Setelah disayat, kedua batang harus segera ditempelkan sebelum getah mengering. Pastikan keduanya dapat melekat sempurna, sehingga batang atas bisa memperoleh asupan nutrisi dari batang bawah.

Batang bawah yang kamu gunakan mungkin memiliki beberapa cabang. Setiap cabang tersebut, bisa kamu tempelkan dengan 2-4 tangkai batang atas. Sesuaikan saja banyaknya dengan ukuran diameter batang bawah.

Penempelan ini dilanjut dengan mengikat kedua batang menggunakan tali plastik yang sudah kamu buat di tahap awal tadi. Ikat serapat mungkin, sehingga penempelan tidak bergeser meski tertiup angin atau tersenggol.

Ulangi langkah-langkah penempelan ini pada setiap cabang batang bawah yang akan kamu sambungkan.

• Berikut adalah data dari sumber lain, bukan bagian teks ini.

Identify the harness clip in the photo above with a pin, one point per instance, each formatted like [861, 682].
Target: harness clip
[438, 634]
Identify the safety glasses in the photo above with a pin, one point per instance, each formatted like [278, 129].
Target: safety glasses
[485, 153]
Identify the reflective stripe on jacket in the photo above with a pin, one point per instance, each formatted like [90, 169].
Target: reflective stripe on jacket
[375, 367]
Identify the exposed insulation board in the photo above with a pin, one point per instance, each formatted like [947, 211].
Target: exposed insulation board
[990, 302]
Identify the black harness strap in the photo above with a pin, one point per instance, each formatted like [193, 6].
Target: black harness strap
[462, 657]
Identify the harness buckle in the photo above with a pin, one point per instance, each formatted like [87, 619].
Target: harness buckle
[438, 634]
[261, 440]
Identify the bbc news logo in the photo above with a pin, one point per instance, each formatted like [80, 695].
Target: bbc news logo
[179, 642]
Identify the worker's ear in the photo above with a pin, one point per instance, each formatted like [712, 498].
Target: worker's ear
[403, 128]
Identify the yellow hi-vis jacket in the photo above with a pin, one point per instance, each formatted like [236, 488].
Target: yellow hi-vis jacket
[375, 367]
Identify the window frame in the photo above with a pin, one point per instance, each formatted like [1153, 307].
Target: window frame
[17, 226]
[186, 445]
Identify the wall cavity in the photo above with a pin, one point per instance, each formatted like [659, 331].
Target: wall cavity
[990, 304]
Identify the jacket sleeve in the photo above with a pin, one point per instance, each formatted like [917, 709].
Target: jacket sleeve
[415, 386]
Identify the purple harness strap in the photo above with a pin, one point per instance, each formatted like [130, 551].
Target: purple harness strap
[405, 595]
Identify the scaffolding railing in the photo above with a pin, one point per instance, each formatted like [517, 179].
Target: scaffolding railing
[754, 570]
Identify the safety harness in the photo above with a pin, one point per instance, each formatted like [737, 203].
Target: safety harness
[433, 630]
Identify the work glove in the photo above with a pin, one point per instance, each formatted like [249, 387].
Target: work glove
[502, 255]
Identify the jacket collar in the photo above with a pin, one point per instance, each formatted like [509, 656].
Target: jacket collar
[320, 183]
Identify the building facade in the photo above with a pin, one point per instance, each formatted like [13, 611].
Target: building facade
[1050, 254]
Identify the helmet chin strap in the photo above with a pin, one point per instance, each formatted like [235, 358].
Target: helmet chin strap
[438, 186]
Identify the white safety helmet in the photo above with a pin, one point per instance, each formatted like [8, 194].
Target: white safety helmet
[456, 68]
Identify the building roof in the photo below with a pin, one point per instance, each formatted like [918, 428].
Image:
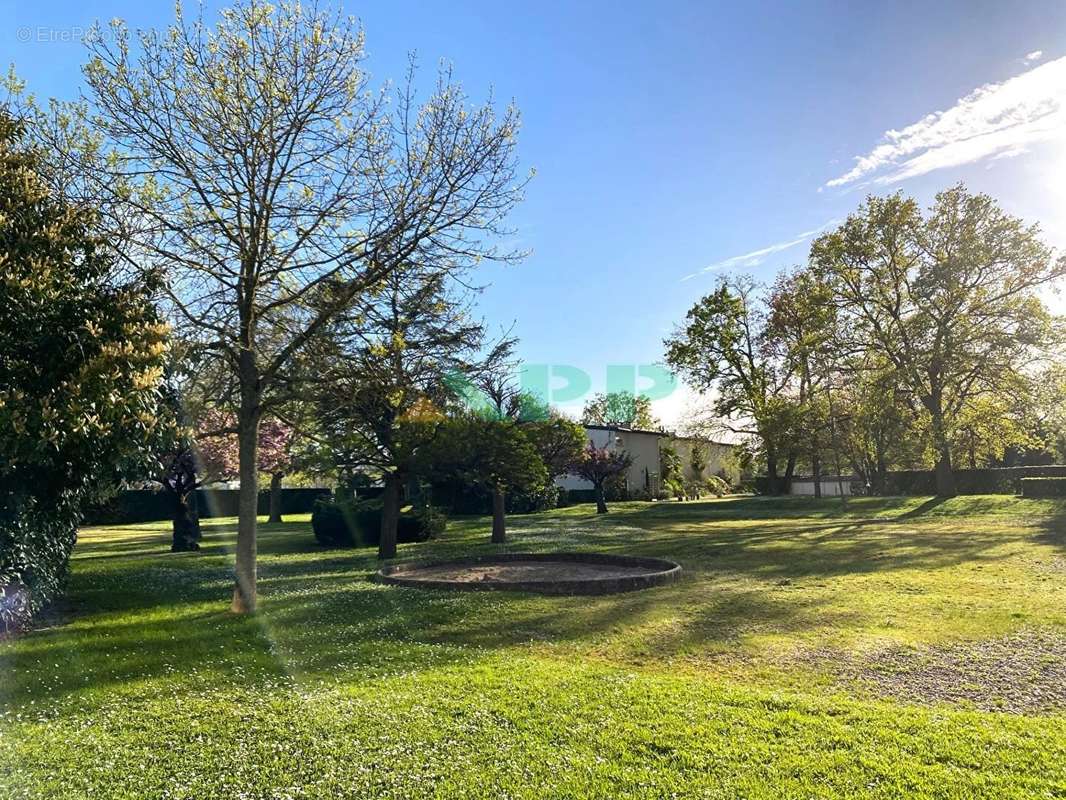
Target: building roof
[620, 429]
[665, 434]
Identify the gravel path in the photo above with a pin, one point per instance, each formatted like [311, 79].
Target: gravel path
[1022, 673]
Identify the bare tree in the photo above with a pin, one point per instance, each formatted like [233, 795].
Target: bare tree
[249, 163]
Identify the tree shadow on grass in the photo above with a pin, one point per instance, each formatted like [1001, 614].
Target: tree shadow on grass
[148, 614]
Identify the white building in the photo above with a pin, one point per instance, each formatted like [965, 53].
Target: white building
[644, 446]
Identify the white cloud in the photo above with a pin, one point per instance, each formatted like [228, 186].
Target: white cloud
[758, 256]
[995, 121]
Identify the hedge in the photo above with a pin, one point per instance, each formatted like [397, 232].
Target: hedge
[1044, 486]
[990, 481]
[149, 506]
[35, 545]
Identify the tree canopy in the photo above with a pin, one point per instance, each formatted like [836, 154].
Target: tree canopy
[948, 299]
[254, 168]
[81, 356]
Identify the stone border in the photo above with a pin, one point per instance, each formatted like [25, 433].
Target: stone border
[661, 571]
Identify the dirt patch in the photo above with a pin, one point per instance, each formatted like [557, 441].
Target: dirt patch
[563, 573]
[1022, 673]
[522, 571]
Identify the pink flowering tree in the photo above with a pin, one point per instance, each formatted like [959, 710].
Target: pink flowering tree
[599, 464]
[192, 457]
[276, 459]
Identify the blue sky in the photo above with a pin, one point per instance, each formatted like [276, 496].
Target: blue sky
[674, 137]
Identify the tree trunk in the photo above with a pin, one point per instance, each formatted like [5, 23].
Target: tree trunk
[275, 497]
[187, 530]
[790, 468]
[499, 516]
[945, 474]
[247, 436]
[772, 472]
[600, 504]
[390, 516]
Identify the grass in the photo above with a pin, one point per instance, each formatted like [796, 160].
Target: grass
[725, 685]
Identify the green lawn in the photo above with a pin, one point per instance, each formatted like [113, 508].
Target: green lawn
[900, 648]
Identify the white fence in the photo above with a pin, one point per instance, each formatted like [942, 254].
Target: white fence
[832, 486]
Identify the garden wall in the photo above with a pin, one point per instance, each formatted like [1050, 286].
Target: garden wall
[148, 506]
[990, 481]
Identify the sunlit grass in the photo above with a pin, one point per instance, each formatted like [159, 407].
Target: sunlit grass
[143, 685]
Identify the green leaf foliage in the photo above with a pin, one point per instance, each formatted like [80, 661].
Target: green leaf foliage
[80, 358]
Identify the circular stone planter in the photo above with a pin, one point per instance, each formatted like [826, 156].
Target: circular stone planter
[548, 573]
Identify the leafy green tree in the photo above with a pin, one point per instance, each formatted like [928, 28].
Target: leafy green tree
[950, 300]
[81, 356]
[252, 163]
[495, 454]
[801, 330]
[723, 347]
[387, 378]
[558, 441]
[672, 470]
[622, 409]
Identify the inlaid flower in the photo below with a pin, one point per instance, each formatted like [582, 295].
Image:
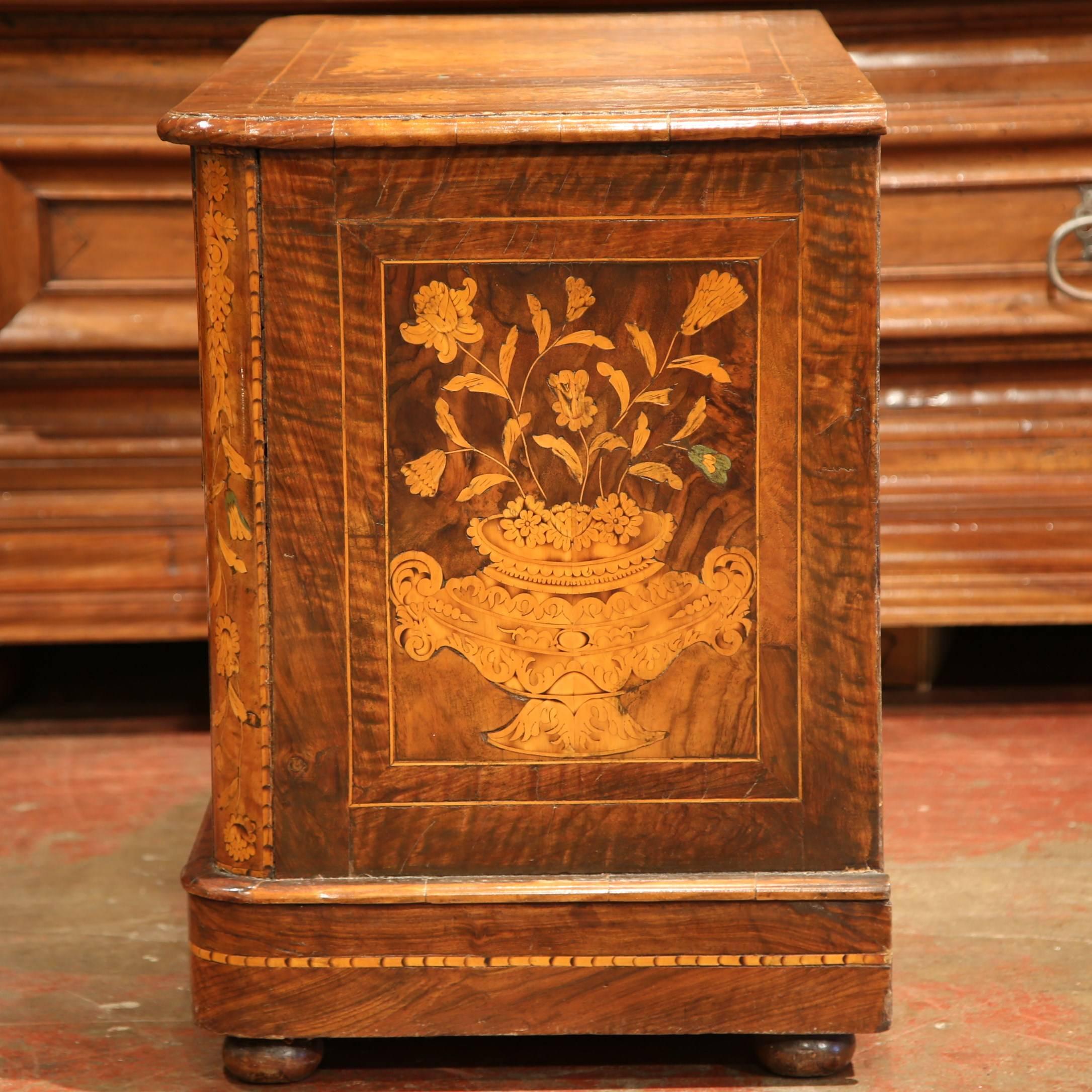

#6. Menutupnya dengan Sungkup Plastik

Setelah kedua batang menempel erat-erat, kamu mesti menyungkupnya dengan plastik es lainnya. Kemudian, ikat sungkup plastik tersebut menggunakan tali plastik lagi, seperti yang kamu lakukan untuk mengikat sambungan batang.

Apa, sih, fungsi dari penyungkupan ini? Ada banyak manfaatnya. Di antaranya, sungkup berguna untuk menjaga kelembapan pada batang atas, menghindarkannya dari rintik air hujan, menghalangi hama, dan masih banyak lagi.

#7. Menyimpan Anting Putri yang Sedang Menjalani Proses Okulasi

Kini anting putri sudah terpasang pada batang bawahnya, yakni mentaos. Lantas, di manakah sebaiknya sekarang tanaman ini disimpan?

Dalam kondisi ini, anting putri sebaiknya diletakkan pada tempat-tempat teduh dan tidak terkena air hujan. Sebab, panas matahari dapat menyebabkan daun kering, sedangkan air hujan dapat memicu jamur dan pembusukan.

#8. Perawatan Selama Proses Okulasi

Setelah proses pemasangan selesai, okulasi sejatinya belum sepenuhnya berakhir. Kamu masih harus menunggu selama beberapa minggu ke depan hingga dapat dipastikan benar-benar berhasil.

Selama ini berlangsung, ada hal-hal yang perlu kamu perhatikan. Di antaranya adalah soal penyiraman. Perlu digarisbawahi bahwa anting putri yang sedang dalam masa okulasi tidak perlu disiram. Itu bisa menjadi penyebab kegagalan, lho.

Kamu cukup menyemprotnya menggunakan sprayer guna menjaga kelembapan batangnya. Jika perlu disiram, hanya siramlah saat media tanam memang benar-benar mengering. Misalnya, setelah 2 minggu.

Selain itu, kamu juga harus membasmi pertumbuhan daun asli dari batang bawah atau mentaos. Jika dibiarkan, ini akan mengganggu pertumbuhan daun anting putri, karena asupan nutrisi yang kita harapkan dapat diterima oleh batang atas akan diambil alih oleh daun asli yang tumbuh.

#9. Menunggu Pertumbuhan

Setelah beberapa minggu berlalu, kamu mungkin bisa melihat progres pada tanaman anting putri yang kamu okulasi. Di sini akan terlihat, apakah batang atas menghitam dan ditumbuhi jamur, atau justru muncul tunas-tunas daun baru.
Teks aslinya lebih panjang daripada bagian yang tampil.